A similar multi-utility ground vehicle was deployed by the U.S. army in 2006. Prajwal Kumar had finalized the design in India in 2003, but due to lack of funds or support he could not take the project further. He says, “If developed in India, this would cost ten times lesser that what it costs in the U.S. But there is still a lack of trust in locally developed products no matter how useful, innovative, or critical they are, and hence lack of proper support to foster such innovations.”
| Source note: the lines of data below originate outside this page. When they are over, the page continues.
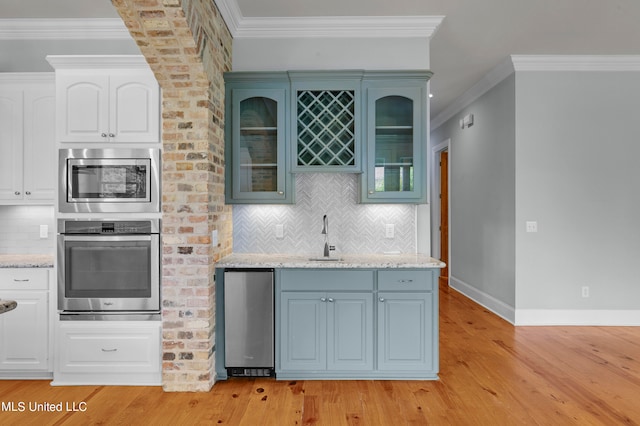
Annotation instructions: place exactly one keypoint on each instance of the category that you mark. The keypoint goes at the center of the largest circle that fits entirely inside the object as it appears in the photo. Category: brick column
(188, 47)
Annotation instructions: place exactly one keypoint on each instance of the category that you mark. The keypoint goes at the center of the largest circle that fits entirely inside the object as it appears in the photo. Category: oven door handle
(108, 238)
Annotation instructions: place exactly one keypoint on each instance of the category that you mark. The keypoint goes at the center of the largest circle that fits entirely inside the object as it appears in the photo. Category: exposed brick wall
(188, 47)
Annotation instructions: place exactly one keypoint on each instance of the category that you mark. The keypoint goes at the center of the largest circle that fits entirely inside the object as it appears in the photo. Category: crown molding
(495, 76)
(63, 29)
(325, 26)
(576, 62)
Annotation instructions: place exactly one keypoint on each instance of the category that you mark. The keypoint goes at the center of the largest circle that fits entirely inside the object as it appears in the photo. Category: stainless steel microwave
(109, 181)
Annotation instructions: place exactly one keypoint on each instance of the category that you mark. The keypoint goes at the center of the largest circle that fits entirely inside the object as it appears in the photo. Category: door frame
(436, 150)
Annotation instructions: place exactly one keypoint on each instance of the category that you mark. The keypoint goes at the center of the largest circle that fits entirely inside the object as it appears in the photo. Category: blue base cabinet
(328, 326)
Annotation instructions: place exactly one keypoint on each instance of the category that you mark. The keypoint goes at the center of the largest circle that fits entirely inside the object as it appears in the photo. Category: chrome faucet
(325, 232)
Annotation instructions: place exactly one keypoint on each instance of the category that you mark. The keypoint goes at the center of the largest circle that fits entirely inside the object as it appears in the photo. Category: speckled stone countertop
(7, 305)
(378, 261)
(26, 261)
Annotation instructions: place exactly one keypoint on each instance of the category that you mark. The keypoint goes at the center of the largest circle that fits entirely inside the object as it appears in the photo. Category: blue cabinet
(330, 327)
(396, 138)
(326, 332)
(256, 139)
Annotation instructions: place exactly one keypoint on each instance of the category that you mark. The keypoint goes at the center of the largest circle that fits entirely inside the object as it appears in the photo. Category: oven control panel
(106, 227)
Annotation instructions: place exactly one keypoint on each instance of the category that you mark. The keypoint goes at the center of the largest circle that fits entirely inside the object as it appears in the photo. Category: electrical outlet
(389, 230)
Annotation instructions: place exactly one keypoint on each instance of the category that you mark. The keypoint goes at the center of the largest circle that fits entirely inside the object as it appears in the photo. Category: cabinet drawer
(114, 349)
(24, 279)
(410, 280)
(326, 280)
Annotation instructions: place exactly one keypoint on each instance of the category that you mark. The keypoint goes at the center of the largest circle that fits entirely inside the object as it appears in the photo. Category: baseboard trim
(548, 317)
(496, 306)
(578, 317)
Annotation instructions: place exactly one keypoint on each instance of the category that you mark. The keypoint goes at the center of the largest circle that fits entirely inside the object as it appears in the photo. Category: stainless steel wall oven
(108, 266)
(109, 180)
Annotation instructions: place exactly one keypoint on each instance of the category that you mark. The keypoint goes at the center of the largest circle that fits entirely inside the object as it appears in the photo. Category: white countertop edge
(378, 261)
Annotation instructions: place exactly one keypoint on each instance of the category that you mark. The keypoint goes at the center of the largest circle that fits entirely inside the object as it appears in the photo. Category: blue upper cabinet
(396, 138)
(256, 139)
(326, 133)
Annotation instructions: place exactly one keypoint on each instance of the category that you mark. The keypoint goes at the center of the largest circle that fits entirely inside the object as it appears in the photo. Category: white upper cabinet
(27, 138)
(106, 99)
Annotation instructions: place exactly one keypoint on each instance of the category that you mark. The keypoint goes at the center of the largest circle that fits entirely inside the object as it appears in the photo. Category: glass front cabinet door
(256, 140)
(396, 145)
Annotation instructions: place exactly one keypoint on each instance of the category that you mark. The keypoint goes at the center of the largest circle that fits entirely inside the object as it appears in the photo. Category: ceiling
(474, 37)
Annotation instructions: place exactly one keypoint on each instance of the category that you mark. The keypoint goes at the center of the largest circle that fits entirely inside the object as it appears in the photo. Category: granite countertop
(7, 305)
(26, 261)
(259, 260)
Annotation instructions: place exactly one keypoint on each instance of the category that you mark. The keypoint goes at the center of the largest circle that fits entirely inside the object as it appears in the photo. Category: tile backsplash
(20, 230)
(353, 228)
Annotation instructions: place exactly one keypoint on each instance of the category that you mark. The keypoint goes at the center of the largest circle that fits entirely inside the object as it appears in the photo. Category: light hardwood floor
(491, 373)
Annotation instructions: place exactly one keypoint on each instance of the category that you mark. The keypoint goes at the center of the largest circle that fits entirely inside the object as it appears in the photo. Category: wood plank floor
(491, 374)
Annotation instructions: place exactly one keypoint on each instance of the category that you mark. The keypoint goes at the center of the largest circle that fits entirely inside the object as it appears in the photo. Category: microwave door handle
(98, 238)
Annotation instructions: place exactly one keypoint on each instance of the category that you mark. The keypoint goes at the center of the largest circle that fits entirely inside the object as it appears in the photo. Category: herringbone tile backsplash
(353, 228)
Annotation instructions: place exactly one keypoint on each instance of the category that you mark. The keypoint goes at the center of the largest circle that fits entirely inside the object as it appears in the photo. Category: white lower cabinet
(108, 353)
(25, 331)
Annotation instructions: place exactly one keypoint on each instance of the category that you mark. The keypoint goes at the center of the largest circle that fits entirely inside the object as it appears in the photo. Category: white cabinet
(106, 99)
(108, 353)
(27, 138)
(25, 331)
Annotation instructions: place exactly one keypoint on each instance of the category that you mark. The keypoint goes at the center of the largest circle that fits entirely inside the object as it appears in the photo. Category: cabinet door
(395, 140)
(11, 134)
(350, 331)
(134, 106)
(24, 331)
(303, 331)
(39, 144)
(82, 107)
(405, 331)
(258, 147)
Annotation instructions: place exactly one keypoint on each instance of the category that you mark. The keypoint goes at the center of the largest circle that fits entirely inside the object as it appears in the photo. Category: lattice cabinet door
(258, 147)
(326, 134)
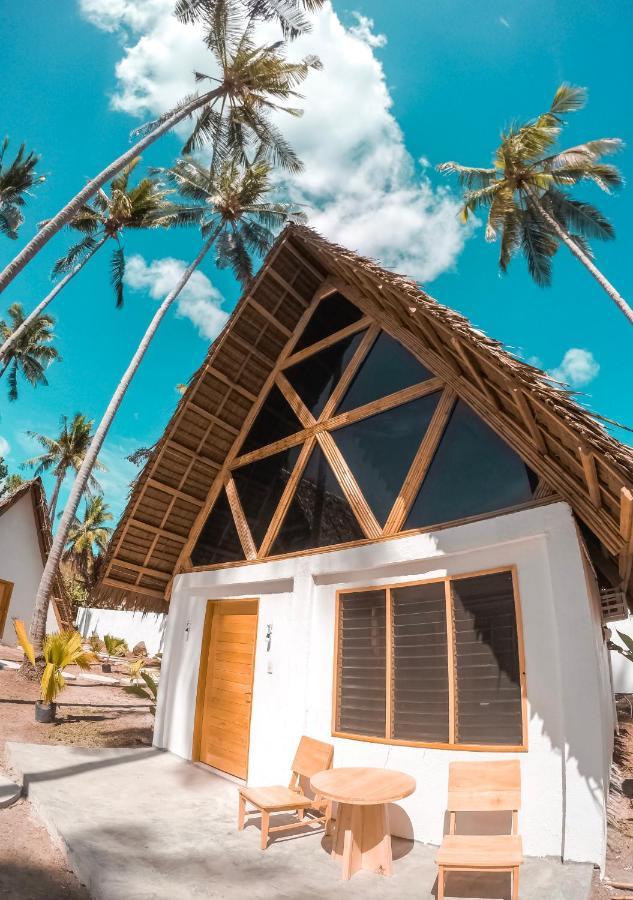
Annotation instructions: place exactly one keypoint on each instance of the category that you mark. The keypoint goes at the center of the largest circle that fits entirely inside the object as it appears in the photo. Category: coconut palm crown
(32, 351)
(230, 202)
(63, 453)
(16, 180)
(145, 205)
(526, 193)
(88, 537)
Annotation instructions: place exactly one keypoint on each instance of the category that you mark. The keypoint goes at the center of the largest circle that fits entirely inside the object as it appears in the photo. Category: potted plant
(60, 650)
(114, 647)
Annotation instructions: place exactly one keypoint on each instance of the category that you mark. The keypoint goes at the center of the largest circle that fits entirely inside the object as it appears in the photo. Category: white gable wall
(21, 563)
(564, 771)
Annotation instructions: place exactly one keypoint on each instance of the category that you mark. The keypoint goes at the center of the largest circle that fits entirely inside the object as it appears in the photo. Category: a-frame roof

Even Gridbots is working on a combat robot. Gaur says, “We call it [combat robot] the ‘ground zero’ since it will be useful in war zones. It can carry cameras, load up to 200 kilograms, and is made of steel. It measures two feet by two feet and is an all-terrain machine. We are also coming up with a small shoe-sized robot which can be placed inside hijacked hotels for transmission and monitoring of exact position of hidden terrorists inside the winding corridors and corners of such buildings.”
The shoe-sized robot is called Hummingbird. Gridbots has Indian Air Force and the Indian Navy as clients along with other companies such as NTPC and now is targeting Anti-Terrorist Squad and other defense forces.
Robosoft Systems is also developing a land surveillance robot for advanced scout and urban terrorism scenarios.